Quarante-cinq ans après l'adoption de la loi Veil, le droit à l'interruption volontaire de grossesse (IVG) est toujours fragile. C'est ce que compte rappeler samedi après-midi l'association Osez le féminisme, le temps d'une manifestation place de la République à Paris. C'est aussi ce que constate un rapport parlementaire publié le 16 septembre dernier et rédigé par les députées Cécile Muschotti (LREM) et Marie-Noëlle Battistel (PS). "L'IVG apparaît bien souvent comme simplement 'tolérée' en France mais pas toujours garantie", indique le texte. Il devrait être suivi d'une proposition de loi visant notamment à allonger le délai légal pour interrompre une grossesse.

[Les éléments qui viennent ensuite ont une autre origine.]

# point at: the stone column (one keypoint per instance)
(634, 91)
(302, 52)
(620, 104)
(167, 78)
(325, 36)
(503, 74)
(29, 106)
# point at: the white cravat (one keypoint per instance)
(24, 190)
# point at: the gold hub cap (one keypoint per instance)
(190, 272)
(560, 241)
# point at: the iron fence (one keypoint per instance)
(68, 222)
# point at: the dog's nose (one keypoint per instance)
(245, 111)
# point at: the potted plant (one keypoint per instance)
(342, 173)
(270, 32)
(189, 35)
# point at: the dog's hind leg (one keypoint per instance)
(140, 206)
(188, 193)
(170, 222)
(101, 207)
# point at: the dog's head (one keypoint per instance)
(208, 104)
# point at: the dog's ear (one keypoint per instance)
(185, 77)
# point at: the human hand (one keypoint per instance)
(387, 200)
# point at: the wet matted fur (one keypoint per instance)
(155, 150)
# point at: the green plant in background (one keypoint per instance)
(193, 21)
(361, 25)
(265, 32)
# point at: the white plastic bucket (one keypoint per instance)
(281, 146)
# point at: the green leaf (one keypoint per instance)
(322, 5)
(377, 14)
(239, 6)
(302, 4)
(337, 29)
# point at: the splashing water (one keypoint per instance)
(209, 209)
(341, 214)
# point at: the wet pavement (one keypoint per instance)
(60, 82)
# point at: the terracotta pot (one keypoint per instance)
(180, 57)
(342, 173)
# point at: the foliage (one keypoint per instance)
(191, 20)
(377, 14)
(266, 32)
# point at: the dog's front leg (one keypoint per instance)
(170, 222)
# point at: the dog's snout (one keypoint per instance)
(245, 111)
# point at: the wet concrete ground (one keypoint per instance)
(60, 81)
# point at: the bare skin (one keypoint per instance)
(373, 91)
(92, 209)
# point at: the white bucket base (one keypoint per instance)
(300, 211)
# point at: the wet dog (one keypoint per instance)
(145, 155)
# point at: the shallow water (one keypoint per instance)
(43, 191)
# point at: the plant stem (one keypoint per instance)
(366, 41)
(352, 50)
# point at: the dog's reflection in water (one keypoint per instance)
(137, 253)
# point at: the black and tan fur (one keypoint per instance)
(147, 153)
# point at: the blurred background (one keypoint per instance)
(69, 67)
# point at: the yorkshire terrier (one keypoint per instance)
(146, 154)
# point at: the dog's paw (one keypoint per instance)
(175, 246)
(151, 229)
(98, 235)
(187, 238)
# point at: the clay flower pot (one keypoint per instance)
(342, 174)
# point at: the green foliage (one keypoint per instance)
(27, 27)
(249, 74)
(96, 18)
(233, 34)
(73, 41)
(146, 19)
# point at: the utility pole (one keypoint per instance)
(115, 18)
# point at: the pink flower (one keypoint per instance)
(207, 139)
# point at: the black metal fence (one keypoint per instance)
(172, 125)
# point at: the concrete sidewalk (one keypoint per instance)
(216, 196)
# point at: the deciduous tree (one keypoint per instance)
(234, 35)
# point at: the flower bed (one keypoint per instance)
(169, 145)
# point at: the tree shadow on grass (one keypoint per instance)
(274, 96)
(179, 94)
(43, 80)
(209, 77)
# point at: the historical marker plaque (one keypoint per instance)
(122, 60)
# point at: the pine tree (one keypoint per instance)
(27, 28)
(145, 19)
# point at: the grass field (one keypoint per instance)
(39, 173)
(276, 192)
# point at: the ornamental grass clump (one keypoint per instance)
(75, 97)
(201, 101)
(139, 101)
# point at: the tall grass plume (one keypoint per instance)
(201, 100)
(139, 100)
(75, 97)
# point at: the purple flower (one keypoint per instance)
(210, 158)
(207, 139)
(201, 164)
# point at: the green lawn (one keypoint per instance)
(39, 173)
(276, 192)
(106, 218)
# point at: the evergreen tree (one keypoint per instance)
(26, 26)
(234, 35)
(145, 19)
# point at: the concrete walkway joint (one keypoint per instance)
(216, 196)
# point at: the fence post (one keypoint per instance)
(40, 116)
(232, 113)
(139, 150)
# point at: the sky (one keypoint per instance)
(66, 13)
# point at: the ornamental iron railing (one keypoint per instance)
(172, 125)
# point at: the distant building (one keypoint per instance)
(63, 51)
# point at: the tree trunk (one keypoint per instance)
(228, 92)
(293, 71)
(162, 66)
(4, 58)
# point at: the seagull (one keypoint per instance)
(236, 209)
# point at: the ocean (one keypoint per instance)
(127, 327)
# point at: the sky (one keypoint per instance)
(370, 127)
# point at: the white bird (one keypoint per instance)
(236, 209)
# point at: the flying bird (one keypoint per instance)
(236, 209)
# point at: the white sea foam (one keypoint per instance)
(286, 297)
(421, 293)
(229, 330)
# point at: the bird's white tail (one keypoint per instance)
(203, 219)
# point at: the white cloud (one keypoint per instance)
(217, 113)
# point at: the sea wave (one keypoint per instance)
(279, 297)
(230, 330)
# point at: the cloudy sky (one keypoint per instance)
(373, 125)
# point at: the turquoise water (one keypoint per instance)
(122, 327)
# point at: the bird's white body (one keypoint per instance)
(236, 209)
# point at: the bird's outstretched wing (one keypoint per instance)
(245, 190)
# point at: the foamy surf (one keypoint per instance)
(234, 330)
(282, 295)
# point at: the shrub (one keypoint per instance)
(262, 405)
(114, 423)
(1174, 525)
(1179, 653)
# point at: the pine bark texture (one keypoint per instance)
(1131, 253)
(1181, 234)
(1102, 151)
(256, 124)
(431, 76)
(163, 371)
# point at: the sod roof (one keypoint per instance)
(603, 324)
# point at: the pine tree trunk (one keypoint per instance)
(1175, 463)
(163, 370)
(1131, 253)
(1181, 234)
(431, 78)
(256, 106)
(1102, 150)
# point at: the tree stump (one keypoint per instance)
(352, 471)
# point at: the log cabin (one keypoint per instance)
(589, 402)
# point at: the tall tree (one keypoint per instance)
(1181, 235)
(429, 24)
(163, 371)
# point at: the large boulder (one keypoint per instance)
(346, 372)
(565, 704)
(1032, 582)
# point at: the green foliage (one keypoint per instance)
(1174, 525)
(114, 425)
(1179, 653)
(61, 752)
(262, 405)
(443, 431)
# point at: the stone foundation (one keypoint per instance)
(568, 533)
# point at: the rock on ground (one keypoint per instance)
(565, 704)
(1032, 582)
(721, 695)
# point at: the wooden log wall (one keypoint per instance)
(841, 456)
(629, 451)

Une autre proposition de loi, transpartisane, a été déposée par le groupe Ecologie, Démocratie, Solidarité (EDS) et sera examinée en séance publique à l'Assemblée nationale le 8 octobre. Elle ambitionne d'allonger de deux semaines le délai d'accès à l'IVG, en le portant à deux semaines, et de supprimer la clause de conscience spécifique.

Entre 3.000 et 5.000 femmes avorteraient à l'étranger chaque année

En France, les femmes qui le souhaitent peuvent recourir à une IVG médicamenteuse jusqu'à cinq semaines de grossesse (soit sept semaines d'aménorrhée, à partir des dernières règles) à leur domicile ou jusqu'à sept semaines en établissement de santé. Quant aux IVG dites instrumentales, ou chirurgicales, elles sont possibles jusqu'à douze semaines de grossesse.

Mais dans la pratique, le rapport de Cécile Muschotti et Mar...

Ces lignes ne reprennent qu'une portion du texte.